R. F. Wood received his Ph.D. in theoretical solid state physics from Ohio State University in 1959. He held Fulbright and National Science Foundation fellowships at Göttingen, Germany; Uppsala, Sweden; and Cambridge, England before joining the Solid State Division at ORNL in 1962.
He was head of the Theory Section from 1968 until 1984 and was the group leader for the Semiconductor Physics Group from 1974 until 1988. He has been a visiting research professor at Uppsala and Gothenburg, Sweden, and at the University of Erlangen-Nürnberg, where he was a recipient of a Distinguished Senior Scientist Award from the Alexander von Humboldt Foundation.
Dr. Wood's research interests have been concentrated in the areas of electronic and vibrational properties of defects in crystals, lattice dynamics and neutron scattering, optical properties of solids, superconductivity, the effects of laser radiation on semiconductors, the use of lasers to fabricate high-efficiency solar cells and other devices, and the formation of metastable materials by ultrarapid solidification.
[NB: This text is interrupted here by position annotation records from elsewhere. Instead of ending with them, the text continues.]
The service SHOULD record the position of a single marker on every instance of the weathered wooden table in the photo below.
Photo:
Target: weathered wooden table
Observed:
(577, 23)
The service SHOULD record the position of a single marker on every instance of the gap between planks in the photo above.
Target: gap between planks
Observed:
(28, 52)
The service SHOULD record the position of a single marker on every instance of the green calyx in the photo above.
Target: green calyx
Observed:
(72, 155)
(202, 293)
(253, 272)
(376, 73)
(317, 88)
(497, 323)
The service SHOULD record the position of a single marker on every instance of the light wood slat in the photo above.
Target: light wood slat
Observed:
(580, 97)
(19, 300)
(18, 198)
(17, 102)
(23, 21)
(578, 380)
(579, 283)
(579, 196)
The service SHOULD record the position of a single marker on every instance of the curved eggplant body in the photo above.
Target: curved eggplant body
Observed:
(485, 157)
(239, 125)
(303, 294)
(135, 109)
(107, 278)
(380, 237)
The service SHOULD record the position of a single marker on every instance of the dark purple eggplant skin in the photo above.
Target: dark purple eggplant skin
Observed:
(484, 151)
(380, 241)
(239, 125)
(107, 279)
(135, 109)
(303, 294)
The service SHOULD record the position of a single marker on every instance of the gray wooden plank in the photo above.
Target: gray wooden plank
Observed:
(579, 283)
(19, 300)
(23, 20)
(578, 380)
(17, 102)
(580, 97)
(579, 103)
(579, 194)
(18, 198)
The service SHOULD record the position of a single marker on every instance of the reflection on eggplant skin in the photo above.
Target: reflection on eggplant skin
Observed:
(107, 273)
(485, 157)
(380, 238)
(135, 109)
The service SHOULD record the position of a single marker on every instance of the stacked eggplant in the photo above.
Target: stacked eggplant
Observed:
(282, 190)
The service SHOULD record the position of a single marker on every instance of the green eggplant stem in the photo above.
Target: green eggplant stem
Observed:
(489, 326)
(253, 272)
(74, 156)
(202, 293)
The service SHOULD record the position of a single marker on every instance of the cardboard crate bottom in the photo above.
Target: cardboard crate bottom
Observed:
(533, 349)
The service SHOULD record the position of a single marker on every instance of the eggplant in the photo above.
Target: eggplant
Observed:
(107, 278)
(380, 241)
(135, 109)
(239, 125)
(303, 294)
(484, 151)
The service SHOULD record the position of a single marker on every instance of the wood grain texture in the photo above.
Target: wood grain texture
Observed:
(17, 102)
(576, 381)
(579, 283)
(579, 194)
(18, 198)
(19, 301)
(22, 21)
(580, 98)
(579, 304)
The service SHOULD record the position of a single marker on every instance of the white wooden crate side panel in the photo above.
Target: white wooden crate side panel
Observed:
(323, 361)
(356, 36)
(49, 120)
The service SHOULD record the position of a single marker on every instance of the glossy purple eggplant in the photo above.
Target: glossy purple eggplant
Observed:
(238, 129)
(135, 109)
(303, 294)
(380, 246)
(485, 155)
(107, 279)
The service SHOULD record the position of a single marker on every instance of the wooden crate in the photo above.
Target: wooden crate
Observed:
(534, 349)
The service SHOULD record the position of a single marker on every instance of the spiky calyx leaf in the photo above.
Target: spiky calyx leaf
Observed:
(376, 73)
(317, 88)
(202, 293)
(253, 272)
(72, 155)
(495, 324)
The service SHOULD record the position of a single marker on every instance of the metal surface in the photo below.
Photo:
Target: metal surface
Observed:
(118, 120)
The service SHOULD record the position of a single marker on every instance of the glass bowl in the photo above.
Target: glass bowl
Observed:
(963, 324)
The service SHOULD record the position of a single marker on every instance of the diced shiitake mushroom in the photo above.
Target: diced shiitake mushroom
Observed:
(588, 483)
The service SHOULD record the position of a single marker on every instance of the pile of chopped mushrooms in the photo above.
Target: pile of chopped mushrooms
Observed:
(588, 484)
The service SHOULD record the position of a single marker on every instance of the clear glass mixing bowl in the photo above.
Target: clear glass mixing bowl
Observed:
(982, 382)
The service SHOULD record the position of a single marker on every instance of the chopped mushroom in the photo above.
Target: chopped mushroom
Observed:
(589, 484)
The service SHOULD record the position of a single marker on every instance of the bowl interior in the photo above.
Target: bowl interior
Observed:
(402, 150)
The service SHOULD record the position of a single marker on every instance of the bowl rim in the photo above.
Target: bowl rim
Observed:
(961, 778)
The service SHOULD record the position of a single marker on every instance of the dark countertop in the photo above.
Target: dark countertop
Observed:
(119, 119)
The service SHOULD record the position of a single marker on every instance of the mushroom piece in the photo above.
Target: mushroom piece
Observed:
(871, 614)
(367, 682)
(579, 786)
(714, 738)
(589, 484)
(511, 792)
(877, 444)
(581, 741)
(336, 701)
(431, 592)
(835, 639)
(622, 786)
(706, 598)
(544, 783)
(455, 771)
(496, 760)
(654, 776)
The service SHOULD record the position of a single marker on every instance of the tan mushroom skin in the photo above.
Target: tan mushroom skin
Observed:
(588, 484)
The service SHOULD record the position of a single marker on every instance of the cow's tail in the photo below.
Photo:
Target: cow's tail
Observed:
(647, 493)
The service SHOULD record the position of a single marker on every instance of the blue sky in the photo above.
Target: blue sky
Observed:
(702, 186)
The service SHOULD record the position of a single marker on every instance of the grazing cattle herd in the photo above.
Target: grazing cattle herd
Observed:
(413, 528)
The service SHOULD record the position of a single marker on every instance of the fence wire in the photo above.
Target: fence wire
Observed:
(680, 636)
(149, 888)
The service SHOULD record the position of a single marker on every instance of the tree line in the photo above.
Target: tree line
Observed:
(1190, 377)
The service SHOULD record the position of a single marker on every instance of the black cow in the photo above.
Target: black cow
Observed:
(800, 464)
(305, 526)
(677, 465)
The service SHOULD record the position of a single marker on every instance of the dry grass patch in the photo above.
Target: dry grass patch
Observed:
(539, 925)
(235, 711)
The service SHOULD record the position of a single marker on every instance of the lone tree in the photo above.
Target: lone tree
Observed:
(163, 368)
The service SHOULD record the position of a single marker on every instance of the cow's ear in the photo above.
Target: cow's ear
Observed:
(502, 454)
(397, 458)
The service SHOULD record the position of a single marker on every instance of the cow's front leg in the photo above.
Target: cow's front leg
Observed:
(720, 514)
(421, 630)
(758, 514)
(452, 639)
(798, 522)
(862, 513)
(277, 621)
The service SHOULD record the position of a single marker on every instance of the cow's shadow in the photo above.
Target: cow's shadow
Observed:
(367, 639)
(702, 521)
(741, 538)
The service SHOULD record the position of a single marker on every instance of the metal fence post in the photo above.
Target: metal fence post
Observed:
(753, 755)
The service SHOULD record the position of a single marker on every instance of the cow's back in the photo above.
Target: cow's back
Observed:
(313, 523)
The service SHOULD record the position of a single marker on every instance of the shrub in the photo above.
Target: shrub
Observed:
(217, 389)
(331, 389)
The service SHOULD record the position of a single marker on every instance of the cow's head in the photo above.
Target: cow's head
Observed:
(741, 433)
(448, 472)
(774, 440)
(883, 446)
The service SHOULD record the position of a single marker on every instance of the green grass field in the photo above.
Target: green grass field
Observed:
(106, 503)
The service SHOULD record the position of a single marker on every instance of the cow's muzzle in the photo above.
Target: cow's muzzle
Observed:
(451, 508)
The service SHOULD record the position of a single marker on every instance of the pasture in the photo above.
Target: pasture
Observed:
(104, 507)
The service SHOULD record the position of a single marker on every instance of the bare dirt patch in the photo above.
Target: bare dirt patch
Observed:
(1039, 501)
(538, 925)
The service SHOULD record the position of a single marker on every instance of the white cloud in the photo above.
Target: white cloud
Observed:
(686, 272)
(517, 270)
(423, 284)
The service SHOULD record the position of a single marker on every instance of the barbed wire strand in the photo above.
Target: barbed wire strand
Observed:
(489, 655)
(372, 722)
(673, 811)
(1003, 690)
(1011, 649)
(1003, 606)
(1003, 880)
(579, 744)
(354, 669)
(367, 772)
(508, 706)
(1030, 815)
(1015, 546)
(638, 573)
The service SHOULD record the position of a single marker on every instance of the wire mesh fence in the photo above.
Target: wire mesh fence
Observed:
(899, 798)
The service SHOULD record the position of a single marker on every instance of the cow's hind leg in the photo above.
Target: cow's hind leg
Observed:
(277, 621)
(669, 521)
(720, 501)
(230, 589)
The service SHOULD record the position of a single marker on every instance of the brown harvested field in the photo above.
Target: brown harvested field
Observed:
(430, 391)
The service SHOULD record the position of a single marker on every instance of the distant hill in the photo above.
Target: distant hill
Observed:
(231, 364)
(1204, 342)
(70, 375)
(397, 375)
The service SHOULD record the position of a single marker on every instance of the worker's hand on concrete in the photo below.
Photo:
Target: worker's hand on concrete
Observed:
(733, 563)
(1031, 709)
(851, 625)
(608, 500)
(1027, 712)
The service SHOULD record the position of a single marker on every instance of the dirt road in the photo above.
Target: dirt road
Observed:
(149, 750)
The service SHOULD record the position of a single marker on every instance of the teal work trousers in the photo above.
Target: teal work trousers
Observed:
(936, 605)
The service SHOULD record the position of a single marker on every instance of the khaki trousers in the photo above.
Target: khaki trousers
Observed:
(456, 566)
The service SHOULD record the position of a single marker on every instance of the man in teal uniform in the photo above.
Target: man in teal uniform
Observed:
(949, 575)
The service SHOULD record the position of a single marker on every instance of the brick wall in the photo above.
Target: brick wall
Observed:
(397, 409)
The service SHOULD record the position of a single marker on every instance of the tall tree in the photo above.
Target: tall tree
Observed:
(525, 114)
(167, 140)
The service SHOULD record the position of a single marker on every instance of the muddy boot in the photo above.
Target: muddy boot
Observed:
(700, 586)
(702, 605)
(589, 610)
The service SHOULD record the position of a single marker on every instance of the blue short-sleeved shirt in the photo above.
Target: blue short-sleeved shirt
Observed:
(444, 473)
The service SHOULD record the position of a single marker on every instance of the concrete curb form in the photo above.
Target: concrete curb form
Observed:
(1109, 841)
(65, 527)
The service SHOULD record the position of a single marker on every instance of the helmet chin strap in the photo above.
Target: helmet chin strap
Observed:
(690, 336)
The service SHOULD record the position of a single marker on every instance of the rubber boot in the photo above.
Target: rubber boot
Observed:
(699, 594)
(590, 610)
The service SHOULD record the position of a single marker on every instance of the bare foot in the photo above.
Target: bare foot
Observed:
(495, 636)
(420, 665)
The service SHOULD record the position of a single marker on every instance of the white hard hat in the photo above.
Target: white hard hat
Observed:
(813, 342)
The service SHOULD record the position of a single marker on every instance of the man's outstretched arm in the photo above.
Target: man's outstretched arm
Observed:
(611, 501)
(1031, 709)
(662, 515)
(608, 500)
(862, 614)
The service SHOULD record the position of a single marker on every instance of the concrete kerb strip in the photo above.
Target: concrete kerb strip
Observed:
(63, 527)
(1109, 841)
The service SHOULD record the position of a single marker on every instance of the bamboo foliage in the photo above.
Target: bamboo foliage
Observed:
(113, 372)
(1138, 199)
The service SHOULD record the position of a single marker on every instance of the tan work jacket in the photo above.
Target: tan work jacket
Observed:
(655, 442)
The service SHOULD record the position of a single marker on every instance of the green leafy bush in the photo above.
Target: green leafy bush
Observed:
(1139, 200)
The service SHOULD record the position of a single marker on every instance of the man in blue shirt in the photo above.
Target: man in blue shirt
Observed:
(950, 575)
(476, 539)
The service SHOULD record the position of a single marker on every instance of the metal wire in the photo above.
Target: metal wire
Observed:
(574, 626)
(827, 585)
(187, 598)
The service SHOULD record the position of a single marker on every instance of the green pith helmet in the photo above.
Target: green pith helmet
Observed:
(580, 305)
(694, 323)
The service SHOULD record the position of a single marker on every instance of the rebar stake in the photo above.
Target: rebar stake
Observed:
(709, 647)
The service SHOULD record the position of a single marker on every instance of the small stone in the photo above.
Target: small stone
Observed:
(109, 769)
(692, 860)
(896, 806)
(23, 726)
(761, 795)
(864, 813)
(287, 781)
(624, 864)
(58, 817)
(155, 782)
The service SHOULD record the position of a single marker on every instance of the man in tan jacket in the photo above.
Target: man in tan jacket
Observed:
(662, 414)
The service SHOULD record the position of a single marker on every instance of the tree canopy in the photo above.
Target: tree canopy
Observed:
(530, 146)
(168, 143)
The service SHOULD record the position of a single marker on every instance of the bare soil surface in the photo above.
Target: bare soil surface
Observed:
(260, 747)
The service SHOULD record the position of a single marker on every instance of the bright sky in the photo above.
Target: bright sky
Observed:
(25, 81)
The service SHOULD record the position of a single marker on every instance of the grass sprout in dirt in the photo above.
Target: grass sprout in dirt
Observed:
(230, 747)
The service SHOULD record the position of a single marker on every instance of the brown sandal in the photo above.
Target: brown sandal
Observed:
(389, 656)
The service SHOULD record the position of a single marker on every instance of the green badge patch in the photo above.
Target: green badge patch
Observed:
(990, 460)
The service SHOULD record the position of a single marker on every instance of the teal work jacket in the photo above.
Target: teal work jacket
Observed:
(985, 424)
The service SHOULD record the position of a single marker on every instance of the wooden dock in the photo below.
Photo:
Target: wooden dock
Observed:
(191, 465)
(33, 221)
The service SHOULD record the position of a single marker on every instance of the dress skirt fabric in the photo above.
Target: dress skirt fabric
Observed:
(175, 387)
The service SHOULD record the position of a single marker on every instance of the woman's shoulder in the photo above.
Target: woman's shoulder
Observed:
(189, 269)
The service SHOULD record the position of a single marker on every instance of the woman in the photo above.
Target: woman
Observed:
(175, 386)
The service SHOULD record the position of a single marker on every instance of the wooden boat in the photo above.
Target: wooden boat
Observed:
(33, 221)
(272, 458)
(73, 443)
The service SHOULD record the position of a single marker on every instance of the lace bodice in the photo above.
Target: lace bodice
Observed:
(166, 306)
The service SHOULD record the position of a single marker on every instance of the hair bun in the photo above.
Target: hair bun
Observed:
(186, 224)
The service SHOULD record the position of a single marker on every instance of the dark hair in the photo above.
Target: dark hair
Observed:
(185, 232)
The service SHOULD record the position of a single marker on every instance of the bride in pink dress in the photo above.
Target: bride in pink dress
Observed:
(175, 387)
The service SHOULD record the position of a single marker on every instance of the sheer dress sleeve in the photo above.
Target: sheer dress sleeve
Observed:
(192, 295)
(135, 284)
He has published extensively in these areas; given numerous invited talks; and served on various conference organizing committees in different capacities, including chair of the 1977 International Conference on Defects in Insulating Crystals and co-chair of the First International Conference on Neutron Transmutation Doping.
He was the 1980–81 national lecturer for the Institute of Electrical and Electronics Engineers Electron Devices Society. He has received several awards and patents for his work on transmutation doping and laser processing of semiconductors. Dr. Wood is a fellow of the American Physical Society and the American Association for the Advancement of Science and is a senior member of the Institute of Electrical and Electronics Engineers.
Dr. Wood's present research activities lie in the areas of laser processing of materials, solar energy conversion, mathematical modeling of ultrarapid melting and solidification phenomena, molecular dynamics, electronic structure of solids, and high-temperature superconductivity.
He was appointed a corporate fellow in 1984.